Codex CLI (OpenAI): A screenshot shows a “usage limit” interruption that offers to switch to gpt-5.1-codex-mini for lower credit usage and includes a concrete retry time (“Jan 22nd, 2026 6:41 PM”), as shown in the [limit prompt](t:688|Limit prompt).

This indicates Codex CLI is actively nudging users toward a cheaper/faster fallback model under backpressure, instead of failing silently.

Codex power-user wishlist focuses on speed, memory, and long-task autonomy

Codex (OpenAI): A detailed wishlist lays out what heavy users want next: faster responses “keep the quality,” version-aware web search, fewer “continue/what’s next” stalls on long tasks, persistent project memory, better default test strategy, tool/turn status events, an automatic review pass, and screen/video replay debugging—see the [Codex wishlist](t:179|Codex wishlist).
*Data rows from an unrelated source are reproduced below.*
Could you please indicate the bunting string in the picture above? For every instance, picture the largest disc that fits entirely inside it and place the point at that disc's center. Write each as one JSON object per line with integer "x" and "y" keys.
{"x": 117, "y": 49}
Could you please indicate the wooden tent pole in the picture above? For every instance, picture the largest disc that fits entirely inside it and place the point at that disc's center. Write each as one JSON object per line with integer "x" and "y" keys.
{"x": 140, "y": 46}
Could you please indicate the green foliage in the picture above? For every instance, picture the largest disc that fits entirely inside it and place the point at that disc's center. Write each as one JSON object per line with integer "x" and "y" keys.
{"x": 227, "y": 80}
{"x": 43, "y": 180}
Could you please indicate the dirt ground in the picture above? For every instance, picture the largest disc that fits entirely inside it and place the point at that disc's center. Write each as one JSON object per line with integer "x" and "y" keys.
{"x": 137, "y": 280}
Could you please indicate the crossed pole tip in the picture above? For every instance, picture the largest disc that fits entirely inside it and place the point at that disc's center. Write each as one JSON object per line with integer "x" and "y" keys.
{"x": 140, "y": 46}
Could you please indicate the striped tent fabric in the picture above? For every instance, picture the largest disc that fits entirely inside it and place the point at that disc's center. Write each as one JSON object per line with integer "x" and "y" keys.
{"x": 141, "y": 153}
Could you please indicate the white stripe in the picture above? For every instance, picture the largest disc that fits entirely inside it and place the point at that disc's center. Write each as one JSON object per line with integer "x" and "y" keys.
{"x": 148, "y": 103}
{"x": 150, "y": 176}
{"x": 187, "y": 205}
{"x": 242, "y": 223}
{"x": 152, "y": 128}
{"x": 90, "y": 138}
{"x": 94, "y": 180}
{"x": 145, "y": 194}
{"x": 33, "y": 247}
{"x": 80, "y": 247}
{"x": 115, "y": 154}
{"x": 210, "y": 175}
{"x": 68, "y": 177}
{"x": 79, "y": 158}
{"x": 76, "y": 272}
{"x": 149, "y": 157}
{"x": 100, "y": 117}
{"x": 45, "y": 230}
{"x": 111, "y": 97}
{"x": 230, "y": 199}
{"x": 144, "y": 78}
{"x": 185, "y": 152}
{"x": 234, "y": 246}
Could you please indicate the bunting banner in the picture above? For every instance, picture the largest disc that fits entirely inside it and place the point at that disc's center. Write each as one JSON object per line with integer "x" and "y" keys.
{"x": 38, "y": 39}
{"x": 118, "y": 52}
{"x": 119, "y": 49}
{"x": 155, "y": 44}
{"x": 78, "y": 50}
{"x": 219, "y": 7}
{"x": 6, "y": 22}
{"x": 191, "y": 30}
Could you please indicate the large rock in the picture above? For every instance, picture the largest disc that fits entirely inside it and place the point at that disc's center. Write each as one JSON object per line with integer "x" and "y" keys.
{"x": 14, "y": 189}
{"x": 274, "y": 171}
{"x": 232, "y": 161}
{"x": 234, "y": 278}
It’s a tight snapshot of where Codex friction still shows up in day-to-day shipping.

A smaller but notable add-on is that Codex can “reject creative ideas,” requiring persuasion, per the [behavior note](t:536|Behavior note).

Altman says OpenAI will deliver faster and smarter soon

Codex/ChatGPT speed (OpenAI): Sam Altman claims OpenAI will deliver “a higher level of intelligence while also being much faster soon,” as captured in the [Altman speed quote](t:70|Altman speed quote).
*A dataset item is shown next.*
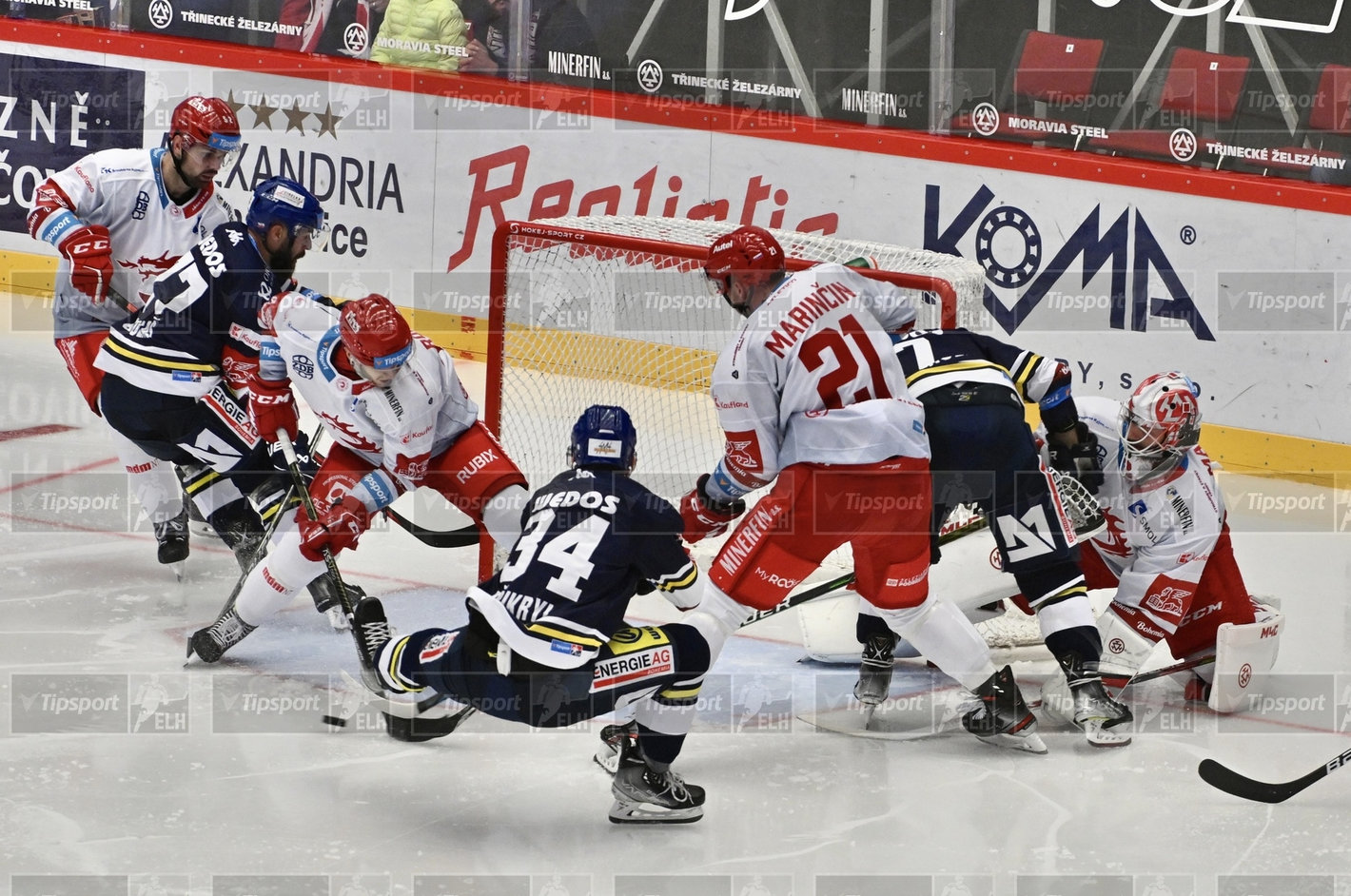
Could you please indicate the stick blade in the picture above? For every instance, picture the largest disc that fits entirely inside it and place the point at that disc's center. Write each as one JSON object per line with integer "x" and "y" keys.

Some observers are already attributing the “faster” part to infrastructure partnerships (e.g., the [Cerebras speculation](t:75|Cerebras speculation)), but there’s no confirmed mechanism in the tweets.

Builders argue speed matters more than extra intelligence for sync coding

Speed vs intelligence (coding agents): One argument claims synchronous coding hits diminishing returns at a level where “>95%” of quick queries won’t improve much with smarter models, and that more intelligence mostly helps async, multi-hour tasks—see the [speed threshold post](t:84|Speed threshold post). Short sentence.

This framing lines up with Codex-centric UX asks that prioritize iteration latency (faster loops, fewer stalls) over pushing only for higher reasoning depth.

Conductor brings back Codex thinking levels control

Conductor (Codex UI): Conductor says it “brought back codex thinking levels,” showing a three-step selector—Basic, Advanced, Expert—in the [thinking levels clip](t:352|Thinking levels clip).

This is a concrete ergonomics knob for teams balancing latency vs depth during interactive coding sessions.

OpenAI starts public feedback intake for Codex 5.3

Codex (OpenAI): Sam Altman explicitly asks what’s working and what should improve in “5.3,” using a direct reply prompt to gather user feedback at scale, as shown in the [5.3 question](t:9|5.3 question). It’s a concrete signal that Codex 5.3 is being scoped with practitioner input rather than only internal benchmarks.

The request is broad (no specific features named), so it’s more “roadmap intake” than an announced change.

Codex can over-index on spec writing when prompted to “build the spec”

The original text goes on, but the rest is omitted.